No hay correlación entre la clínica y los valores de carboxihemoglobina.
La piel de aspecto rojo cereza que clásicamente se describe en estos pacientes no es frecuente.
Tras varios días, incluso semanas, puede aparecer el denominado «síndrome tardío» con predominio del trastorno de las funciones mentales superiores8.
En muchos pacientes la exposición no es evidente, por lo que en el diagnóstico es importante la sospecha clínica ante cuadros polimorfos, similares a la gripe pero sin fiebre, sobre todo en los meses de invierno, si hay varias personas afectadas simultáneamente, cuando mejoran al salir a la calle y ante la presencia de fuentes de CO.
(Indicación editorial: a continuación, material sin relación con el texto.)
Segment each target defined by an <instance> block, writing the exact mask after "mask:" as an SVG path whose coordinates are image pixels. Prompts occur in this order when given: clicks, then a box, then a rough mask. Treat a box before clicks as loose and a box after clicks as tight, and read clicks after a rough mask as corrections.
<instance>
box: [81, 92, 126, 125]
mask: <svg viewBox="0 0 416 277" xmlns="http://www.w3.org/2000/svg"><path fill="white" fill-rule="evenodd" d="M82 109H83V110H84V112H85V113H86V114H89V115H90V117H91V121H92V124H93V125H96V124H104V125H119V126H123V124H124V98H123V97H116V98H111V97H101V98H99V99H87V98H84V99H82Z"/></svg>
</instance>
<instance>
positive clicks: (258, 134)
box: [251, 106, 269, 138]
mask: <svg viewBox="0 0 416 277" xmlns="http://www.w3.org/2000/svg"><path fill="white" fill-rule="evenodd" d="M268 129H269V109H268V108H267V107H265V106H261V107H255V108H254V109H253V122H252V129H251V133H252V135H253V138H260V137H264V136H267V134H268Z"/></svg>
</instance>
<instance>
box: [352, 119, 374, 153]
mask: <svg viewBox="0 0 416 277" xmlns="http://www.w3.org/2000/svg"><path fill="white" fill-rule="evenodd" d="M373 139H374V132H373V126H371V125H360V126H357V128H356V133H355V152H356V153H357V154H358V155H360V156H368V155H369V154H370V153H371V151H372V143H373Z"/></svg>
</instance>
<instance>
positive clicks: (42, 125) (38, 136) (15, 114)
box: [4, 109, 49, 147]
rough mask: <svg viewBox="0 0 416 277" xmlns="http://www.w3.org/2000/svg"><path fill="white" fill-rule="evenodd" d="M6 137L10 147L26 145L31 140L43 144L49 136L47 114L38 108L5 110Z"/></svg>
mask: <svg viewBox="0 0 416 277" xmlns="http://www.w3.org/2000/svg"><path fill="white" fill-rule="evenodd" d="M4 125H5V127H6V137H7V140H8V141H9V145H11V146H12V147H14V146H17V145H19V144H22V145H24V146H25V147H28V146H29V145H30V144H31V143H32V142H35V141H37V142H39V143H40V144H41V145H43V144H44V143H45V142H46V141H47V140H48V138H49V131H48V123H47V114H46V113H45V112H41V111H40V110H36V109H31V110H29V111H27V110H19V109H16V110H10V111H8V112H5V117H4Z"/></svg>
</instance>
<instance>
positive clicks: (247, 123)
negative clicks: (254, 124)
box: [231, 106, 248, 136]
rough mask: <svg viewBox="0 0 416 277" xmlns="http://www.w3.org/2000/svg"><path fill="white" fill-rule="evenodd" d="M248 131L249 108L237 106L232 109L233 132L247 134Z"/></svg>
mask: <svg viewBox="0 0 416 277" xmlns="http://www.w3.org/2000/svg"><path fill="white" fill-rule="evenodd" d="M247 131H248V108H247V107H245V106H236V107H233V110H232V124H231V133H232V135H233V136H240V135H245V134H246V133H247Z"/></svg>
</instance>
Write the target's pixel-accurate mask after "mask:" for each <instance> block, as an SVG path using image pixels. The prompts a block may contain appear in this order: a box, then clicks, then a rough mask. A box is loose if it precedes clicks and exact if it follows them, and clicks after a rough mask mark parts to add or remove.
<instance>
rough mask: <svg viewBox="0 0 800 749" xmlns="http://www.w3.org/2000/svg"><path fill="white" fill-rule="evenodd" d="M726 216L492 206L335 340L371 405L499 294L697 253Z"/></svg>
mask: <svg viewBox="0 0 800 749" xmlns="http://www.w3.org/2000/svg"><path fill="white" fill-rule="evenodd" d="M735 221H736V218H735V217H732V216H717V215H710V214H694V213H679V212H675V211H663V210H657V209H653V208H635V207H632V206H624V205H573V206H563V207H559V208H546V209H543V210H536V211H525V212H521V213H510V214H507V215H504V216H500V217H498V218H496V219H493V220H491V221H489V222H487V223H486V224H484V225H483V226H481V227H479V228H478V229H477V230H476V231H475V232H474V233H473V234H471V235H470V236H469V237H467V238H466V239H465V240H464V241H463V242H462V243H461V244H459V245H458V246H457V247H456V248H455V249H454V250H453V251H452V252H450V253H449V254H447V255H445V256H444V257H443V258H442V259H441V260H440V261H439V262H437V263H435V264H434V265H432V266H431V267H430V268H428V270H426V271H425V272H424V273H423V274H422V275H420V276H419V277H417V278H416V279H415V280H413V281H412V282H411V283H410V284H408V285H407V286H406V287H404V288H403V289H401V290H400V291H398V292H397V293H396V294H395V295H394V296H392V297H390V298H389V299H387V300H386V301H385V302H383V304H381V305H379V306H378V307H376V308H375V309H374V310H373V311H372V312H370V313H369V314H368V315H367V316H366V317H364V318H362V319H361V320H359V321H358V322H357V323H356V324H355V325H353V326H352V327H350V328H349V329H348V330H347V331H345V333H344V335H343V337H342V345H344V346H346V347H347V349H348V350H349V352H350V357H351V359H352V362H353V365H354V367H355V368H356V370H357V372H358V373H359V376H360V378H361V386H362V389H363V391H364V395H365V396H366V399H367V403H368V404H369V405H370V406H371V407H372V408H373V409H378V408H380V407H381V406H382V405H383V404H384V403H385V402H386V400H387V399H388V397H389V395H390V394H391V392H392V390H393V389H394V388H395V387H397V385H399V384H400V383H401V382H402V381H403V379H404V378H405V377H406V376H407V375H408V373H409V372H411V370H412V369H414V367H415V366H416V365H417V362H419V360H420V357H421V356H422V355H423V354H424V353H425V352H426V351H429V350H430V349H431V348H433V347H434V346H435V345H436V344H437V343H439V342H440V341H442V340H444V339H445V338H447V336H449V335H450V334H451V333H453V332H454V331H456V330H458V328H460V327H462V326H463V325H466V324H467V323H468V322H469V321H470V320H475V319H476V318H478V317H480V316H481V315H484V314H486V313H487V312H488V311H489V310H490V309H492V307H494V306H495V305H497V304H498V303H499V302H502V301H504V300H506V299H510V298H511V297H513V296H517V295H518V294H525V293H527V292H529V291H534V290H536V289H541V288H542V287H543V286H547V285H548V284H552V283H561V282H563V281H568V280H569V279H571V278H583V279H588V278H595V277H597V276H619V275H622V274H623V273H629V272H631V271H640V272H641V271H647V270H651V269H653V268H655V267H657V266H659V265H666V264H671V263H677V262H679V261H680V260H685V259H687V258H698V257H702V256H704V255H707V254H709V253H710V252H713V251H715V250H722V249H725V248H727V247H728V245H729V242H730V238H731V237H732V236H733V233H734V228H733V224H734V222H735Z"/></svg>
La determinación de valores de carboxihemoglobina superiores al 10% confirma el diagnóstico. El tabaquismo puede producir valores de carboxihemoglobina del 5 al 10%1.
Hay que tener en cuenta que una cifra normal no descarta el diagnóstico si ha pasado mucho tiempo desde la exposición y/o se ha administrado oxigenoterapia antes de la extracción de sangre8.
La pulsioximetría no es útil, ya que no discrimina entre oxihemoglobina y carboxihemoglobina9.
Otras pruebas que se deben realizar son: gasometría, para determinar la acidosis secundaria; hemograma, útil para determinar los valores de hemoglobina y siendo frecuente la aparición de una discreta leucocitosis; bioquímica, para la valoración de la función renal, enzimas cardíacas y musculares; orina, detecta mioglobinuria en casos de rabdomiólisis; coagulación, pudiendo aparecer CID en pacientes graves; el electrocardiograma es importante para detectar signos de isquemia, y también pueden aparecer arritmias; radiografía de tórax en casos de disnea o alteraciones en la auscultación; tomografía computarizada y resonancia magnética en pacientes graves con signos neurológicos importantes.
El tratamiento consistirá en medidas de soporte vital y reanimación cardiopulmonar (RCP) si fuera necesario; administración de oxígeno normobárico lo mas precozmente posible, a la más alta concentración y de forma continua, mediante mascarilla con reservorio durante un mínimo de 6 h en casos leves. La duda radica en cuándo va a estar indicada la oxigenoterapia hiperbárica y hay diferencias de criterio entre los que defienden sus beneficios basándose en la tesis de que su uso disminuye la aparición de secuelas10.
La vida media de la carboxihemoglobina es de 320 min cuando se respira aire ambiental, 60 min con oxígeno normobárico al 100% y 23 min con oxígeno hiperbárico a 2,8 atmósferas de presión1.
En casos graves, aunque hay controversia, se utiliza la terapia con oxígeno hiperbárico al 100% a 2-3 atmósferas de presión durante unos 90 min. Se recomienda, aunque no hay consenso, si se produce una pérdida de conciencia, si hay clínica de gravedad, con carboxihemoglobina superior al 40%, en enfermedad coronaria y en embarazadas, dado que la hemoglobina fetal tiene mayor afinidad por el CO.